The breakfast (mine was included with my room) was acceptable but nothing to write home about. It's a small buffet with rolls, cheese, eggs, bacon, etc. Many times I peruse gigantic buffets and only find a few items I actually like. I actually liked most everything at this buffet, but it could use a few extra selections. It would be nice if they offered a few Chinese items, such as steamed vegetables or dim sum. Also, the buffet never changed at all during my stay. It was exactly the same day after day.
The hotel has no gym or fitness center, but provides complimentary access to the gigantic (by HKG standards) California Fitness about one block away. If working out is important to you, you will appreciate this. I used it every day. The only annoying aspect to this is that you have to ask for a pass every day you want to go, upon which the desk staff has to fill out forms for you that you sign. This seems overly complex. Why can't they just provide a pass card with begin and end dates? Make sure you explicitly ask if your rate includes gym access. I asked, and they seemed to put a lot of thought into it before answering yes.
I sent laundry out to be done. My jeans came back significantly lighter than they were when I sent them out. I confirmed with the desk staff that they send the laundry outside the hotel, and when I described my jeans they awkwardly replied they would "look into it."
The staff of the Hotel LKF was a paradox. They were certainly friendly and cheerful (my floor's maid delivered a smiling "good morning" to me very time I saw her, no matter if it was 8 am or 5 pm.) Some of the desk staff seemed excited to be there, as if it was their first job, while others seemed detached and bored. What they lack is what established 5-star hotels like Shangri La, Intercontinental, and Four-Seasons have, which is a blend of confidence and accuracy, service and professionalism. This basically comes down to training, and that is what you get with the big established hotels. Service is their life-blood, and they know how to deliver it well in their large important properties.
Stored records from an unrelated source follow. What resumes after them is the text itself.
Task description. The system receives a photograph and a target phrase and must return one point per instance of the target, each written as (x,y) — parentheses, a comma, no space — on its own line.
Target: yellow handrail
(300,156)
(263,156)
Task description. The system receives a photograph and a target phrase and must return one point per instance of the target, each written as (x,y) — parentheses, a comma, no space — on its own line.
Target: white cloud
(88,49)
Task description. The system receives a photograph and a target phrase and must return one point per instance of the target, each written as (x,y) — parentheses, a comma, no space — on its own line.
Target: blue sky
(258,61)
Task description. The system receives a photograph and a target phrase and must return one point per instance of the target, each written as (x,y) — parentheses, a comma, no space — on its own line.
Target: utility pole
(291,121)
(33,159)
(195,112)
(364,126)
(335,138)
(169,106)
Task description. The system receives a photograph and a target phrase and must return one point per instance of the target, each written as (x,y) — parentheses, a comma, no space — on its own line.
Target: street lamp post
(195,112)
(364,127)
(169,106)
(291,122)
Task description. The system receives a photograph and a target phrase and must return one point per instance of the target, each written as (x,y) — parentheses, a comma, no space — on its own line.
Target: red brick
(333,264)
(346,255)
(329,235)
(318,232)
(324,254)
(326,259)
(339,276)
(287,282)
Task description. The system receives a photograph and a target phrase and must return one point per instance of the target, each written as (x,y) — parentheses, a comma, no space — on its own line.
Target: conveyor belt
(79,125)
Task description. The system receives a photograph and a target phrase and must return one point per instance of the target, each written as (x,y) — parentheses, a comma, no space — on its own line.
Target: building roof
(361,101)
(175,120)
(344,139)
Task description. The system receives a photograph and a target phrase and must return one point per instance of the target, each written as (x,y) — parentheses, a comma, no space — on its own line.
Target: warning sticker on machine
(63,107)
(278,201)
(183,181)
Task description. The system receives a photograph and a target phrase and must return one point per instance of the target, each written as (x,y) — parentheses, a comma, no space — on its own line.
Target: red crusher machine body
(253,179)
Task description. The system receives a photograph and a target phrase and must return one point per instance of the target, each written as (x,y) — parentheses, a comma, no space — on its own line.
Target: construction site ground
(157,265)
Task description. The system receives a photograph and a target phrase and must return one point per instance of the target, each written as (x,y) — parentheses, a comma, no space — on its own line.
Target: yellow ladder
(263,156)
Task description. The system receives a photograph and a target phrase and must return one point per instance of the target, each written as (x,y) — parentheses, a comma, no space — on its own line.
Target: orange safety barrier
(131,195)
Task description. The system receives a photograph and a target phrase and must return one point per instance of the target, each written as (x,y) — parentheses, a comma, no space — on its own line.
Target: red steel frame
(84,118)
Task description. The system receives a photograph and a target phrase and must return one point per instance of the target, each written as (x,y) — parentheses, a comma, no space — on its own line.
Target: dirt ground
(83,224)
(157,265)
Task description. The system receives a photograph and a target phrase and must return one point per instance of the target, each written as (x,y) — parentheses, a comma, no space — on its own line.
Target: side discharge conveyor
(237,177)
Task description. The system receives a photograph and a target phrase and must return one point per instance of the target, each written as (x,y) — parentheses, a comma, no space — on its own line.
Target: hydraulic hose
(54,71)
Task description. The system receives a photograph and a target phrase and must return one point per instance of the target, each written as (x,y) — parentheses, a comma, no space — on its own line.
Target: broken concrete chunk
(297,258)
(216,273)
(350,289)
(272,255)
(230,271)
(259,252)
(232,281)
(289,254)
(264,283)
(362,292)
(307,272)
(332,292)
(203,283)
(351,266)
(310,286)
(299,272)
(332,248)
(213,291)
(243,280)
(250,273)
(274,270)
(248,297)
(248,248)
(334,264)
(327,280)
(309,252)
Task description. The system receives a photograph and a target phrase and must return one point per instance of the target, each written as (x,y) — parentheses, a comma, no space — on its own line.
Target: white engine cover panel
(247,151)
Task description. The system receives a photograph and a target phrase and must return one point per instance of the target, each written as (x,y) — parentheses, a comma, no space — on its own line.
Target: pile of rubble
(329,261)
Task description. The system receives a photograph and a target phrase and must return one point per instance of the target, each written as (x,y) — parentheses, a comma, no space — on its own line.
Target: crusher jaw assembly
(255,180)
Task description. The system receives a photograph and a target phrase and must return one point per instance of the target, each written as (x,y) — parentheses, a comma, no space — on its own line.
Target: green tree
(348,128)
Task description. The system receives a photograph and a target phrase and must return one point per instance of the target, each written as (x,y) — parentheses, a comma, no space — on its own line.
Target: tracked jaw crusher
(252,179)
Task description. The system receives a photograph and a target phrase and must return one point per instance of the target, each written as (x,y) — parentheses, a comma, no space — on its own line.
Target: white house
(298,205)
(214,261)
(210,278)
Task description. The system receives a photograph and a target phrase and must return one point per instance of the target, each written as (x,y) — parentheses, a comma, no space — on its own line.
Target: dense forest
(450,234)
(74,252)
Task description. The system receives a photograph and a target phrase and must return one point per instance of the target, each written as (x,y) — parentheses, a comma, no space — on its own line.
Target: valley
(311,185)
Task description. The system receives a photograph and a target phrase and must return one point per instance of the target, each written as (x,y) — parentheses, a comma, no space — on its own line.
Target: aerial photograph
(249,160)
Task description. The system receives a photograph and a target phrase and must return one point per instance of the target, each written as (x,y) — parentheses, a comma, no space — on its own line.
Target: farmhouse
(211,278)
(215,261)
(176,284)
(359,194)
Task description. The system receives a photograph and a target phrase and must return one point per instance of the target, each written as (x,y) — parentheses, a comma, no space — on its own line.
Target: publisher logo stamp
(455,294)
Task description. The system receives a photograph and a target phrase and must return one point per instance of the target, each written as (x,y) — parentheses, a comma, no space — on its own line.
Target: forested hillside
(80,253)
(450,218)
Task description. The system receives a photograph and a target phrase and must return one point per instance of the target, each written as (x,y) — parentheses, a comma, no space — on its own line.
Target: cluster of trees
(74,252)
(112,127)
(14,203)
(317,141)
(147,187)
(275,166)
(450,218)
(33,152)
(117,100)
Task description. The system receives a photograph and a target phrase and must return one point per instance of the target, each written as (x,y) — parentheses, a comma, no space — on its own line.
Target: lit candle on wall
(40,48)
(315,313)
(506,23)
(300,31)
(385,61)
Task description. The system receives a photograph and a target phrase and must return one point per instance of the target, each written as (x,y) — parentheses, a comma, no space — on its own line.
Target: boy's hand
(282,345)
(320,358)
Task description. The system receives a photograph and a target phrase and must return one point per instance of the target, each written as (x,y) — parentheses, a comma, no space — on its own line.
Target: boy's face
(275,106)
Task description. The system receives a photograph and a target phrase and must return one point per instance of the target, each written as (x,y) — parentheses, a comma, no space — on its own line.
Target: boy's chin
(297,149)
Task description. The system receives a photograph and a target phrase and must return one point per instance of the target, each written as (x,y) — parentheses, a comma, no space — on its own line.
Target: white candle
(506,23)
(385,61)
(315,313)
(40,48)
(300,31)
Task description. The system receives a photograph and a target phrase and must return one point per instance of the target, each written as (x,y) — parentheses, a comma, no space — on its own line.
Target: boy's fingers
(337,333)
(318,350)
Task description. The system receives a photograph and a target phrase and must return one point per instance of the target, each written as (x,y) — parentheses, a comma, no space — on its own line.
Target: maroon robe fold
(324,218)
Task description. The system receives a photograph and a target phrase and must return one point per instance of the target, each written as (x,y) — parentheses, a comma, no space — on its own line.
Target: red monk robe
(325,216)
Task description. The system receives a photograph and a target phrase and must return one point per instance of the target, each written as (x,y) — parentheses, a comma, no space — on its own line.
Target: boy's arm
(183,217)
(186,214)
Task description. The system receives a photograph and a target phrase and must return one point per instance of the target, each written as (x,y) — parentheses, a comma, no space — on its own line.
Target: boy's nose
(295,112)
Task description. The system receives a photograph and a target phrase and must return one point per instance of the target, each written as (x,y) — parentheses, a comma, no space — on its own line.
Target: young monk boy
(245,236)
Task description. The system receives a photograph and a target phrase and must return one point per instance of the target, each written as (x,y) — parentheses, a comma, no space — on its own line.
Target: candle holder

I might stay at the Hotel LKF again, but then again I might not. If I were on vacation at my own cost, I would look at the Lan Kwai Fong Hotel (which isn't actually in Lan Kwai Fong, strangely). The rooms there are smaller, and the chic-level is lower, but it's much cheaper and the typical non-business traveler would be just as well-served. I stayed there once before and found it fine for the lower price and equally good location. For a business trip, you can stay at one of the great established hotels in Kowloon for the same price. But that is Hotel LKF's trump card... it's location. For the price, it offers a pretty nice stay right in Central.